『羅生門』

羅生門 デラックス版 [DVD]

羅生門 デラックス版 [DVD]

「わかんねえ!何が何だか、さっぱりわかんねえ!」
これは、映画の中で志村喬扮する主人公(杣売り)が吐く台詞。
 ある事象が起こったとして、それに直面した人がそれをどう捉えるか。三者三様どころか、人は、百人いれば百通りの解釈で、その事象を捉えているものだ。それは当り前のことでありながら、我々は普段はそのことを忘れ、他人も常に自分と同じ捉え方をしているものと単純に信じ込んでいるのである。
*******************************
 職場でこんなことがあった。仕事は出来ないくせに皮肉屋で口だけ達者なことで有名な中間管理職(以下、「彼」と呼ぶ)が、俺の職場に異動してくることになった。ウチの上司から聞くハナシでは、今度異動してくる「彼」は、今の職場で部下からも客からもすこぶる評判が悪いうえ、「彼」の部下でウツ傾向になっている社員が数名いるという。「彼」の上司もすでにお手上げで、ウチの職場で引き取って何とかして欲しい、と泣きつかれたというのだ。
 俺はそんなヤツ(「彼」)と絶対仕事したくないし、ハナシを聞いてからはユウウツな気分でいたのだが、そんな時、今度異動してくる「彼」と同じ職場で働いている、自分と同期入社の男と話をする機会があったので、さりげなく「彼」の職場での行状について、訊いてみたのだ。すると・・・。
「え?うちの職場でウツのやつなんているかな?「彼」は結構部下ともうまくやってるよ。それよりもさ、「彼」の上司がさ、「彼」のことを毛嫌いしてて、ずっと無視してるんだよ。」と。
 そして、あとでわかったのだが、確かにウツの社員はいたが、ウツの原因は家族が亡くなったことと人間関係に疲れたことの複合要因であって、原因は特定できなかったらしい。
 しかしやはりそれだけでは、「彼」が少なからぬウツの要素である可能性は結局、拭い去れなかったわけだ。
 つまり結局、「彼」は問題児なのか、彼の上司が問題なのか、それ以外に問題があるのか、ハナシがどれも違っていて、真相は結局藪の中、というわけなのだった。

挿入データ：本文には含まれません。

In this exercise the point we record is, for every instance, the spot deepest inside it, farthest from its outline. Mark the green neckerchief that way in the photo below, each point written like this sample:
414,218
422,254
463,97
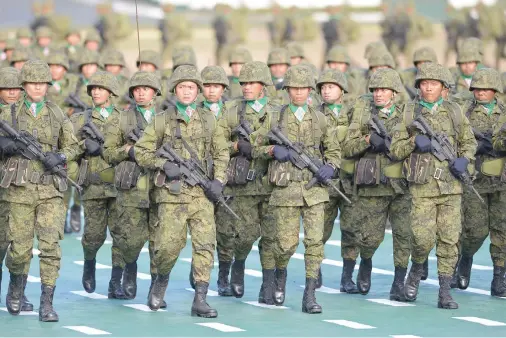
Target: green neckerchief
35,107
430,105
211,107
186,111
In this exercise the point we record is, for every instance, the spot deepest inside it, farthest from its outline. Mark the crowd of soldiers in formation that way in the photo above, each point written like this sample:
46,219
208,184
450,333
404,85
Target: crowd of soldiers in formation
238,158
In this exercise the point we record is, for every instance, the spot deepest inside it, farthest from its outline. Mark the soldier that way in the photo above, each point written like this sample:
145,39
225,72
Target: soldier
436,192
133,204
98,196
290,199
484,113
41,213
382,191
192,133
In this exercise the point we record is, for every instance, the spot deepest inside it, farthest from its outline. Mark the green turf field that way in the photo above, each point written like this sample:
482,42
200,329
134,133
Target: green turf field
82,314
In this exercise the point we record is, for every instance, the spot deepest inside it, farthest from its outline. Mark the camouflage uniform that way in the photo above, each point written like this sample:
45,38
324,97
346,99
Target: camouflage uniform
436,203
179,205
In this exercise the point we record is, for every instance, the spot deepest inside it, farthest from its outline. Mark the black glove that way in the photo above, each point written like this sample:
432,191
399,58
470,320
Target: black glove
244,148
422,144
92,148
172,171
377,143
325,173
459,166
7,146
215,190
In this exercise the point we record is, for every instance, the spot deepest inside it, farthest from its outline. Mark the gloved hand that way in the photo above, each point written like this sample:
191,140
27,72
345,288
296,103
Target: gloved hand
281,153
325,173
244,148
422,144
7,146
459,166
172,171
92,148
215,190
377,143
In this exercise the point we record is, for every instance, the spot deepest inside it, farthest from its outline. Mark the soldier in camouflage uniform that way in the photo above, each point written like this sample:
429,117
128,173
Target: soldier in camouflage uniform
436,201
99,195
290,199
484,113
382,191
192,134
35,202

 以上が哀しくもどこか滑稽な、俺のリアル「羅生門」的世界。
「わかんねえ!何が何だか、さっぱりわかんねえ!」まさに、これだ。
*******************************
 この映画の公開は1950年。ヴェネチア国際映画祭グランプリ、アカデミー賞外国語映画賞受賞。舞台は平安朝の京都。あらすじは「盗人の多襄丸(三船敏郎)による、武士(森雅之)の殺害とその妻(京マチ子)への強姦事件。この事件について、多襄丸と武士の妻と武士(死んでいるので霊媒師を介している)と目撃者による4人の証言は全部食い違っていた(Wikipediaより)」というもので、登場人物はたったの8人。

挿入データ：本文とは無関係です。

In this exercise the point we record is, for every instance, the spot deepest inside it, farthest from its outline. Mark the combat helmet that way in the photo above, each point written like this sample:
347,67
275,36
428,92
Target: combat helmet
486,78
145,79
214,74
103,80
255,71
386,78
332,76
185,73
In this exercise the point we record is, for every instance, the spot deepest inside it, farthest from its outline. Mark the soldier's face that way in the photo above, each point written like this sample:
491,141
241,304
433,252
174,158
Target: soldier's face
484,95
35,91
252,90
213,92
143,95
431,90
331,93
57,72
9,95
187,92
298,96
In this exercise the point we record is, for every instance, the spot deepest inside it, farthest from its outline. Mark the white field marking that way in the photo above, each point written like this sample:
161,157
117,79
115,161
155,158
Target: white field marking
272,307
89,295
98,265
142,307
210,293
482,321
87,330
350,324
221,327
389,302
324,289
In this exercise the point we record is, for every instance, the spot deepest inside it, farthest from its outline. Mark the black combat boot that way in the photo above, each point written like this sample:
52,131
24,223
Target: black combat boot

 ひとつの事件が、当事者それぞれの視点により全く別の物語に変化していく、その秀逸なアイデア。モノクロ映画だからこそ際立つ、木漏れ日をそのままフィルムに焼き付けたような、印象的な映像。躍動感溢れ、ときに絵画的な、アイデア満載のカメラワーク。ラヴェルの「ボレロ」を翻案した幻想的かつ格調高い音楽。そして何より俳優陣の素晴らしく絵になること。三船敏郎の野生的な肉体美、京マチ子の息を呑むほど美しくエレガントな横顔、千秋実の温かく朴訥とした佇まい・・・。

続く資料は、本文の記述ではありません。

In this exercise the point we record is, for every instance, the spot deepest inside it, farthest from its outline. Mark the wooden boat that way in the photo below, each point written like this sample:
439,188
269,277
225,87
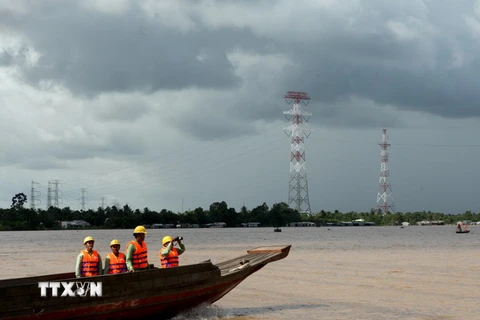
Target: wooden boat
159,293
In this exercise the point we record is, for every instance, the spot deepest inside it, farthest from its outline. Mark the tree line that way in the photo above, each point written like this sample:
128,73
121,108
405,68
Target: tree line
280,214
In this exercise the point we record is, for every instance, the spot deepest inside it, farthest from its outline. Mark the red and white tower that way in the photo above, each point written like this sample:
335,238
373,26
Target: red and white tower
384,196
298,187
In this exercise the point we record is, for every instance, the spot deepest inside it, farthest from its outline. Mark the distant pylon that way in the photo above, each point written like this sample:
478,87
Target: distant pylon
384,196
83,197
34,194
298,185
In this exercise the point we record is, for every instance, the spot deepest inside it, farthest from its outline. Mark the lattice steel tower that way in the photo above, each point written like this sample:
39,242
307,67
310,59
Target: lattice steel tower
298,185
384,196
34,194
53,193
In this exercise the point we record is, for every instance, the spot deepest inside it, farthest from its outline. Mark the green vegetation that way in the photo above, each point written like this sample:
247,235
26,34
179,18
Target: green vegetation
20,218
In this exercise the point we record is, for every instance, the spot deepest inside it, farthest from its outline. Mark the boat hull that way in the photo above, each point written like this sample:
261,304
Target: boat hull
158,293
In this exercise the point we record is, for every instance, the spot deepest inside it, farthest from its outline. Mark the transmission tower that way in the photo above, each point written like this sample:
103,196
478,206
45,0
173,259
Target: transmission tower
115,203
53,193
298,185
384,196
34,194
83,197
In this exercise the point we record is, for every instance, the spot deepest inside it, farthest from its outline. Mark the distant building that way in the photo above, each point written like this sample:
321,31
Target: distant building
216,225
302,224
251,224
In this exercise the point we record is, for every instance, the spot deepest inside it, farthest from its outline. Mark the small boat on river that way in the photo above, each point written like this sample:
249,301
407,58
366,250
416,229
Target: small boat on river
159,293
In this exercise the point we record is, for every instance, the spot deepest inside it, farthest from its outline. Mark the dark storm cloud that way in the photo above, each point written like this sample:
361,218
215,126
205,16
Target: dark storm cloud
397,54
92,53
6,58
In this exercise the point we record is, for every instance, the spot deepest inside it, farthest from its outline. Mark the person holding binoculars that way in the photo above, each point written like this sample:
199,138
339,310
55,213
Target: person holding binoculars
169,253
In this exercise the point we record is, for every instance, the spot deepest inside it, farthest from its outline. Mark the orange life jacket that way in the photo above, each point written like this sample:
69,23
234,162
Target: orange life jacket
117,264
140,256
170,260
90,264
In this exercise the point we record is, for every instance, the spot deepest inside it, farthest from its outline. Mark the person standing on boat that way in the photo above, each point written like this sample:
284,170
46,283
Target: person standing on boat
169,254
459,227
137,253
89,263
115,262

 何度観たことだろう。それでも毎回観るたびに新しい発見がある。俺の大好きな映画。
 荒れて崩れかけた羅生門の壮大なオープンセットは、かの「STAR WARS」の半分吹き飛ばされたデス・スターそのものである。登場人物それぞれの視点でストーリーが振幅していくさまは、その後の映画で何度も繰り返されるスタンダードな手法となった(つい最近公開されたアメリカ映画「バンテージ・ポイント」のルーツは、明らかにこの「羅生門」だ)。
 これが敗戦後わずか5年で製作された(昭和25年)という驚き!さぞ当時の世界の人々に「日本人の底力」を見せ付けたことだろう。元気を無くした日本人に、ぜひオススメしたい映画だ。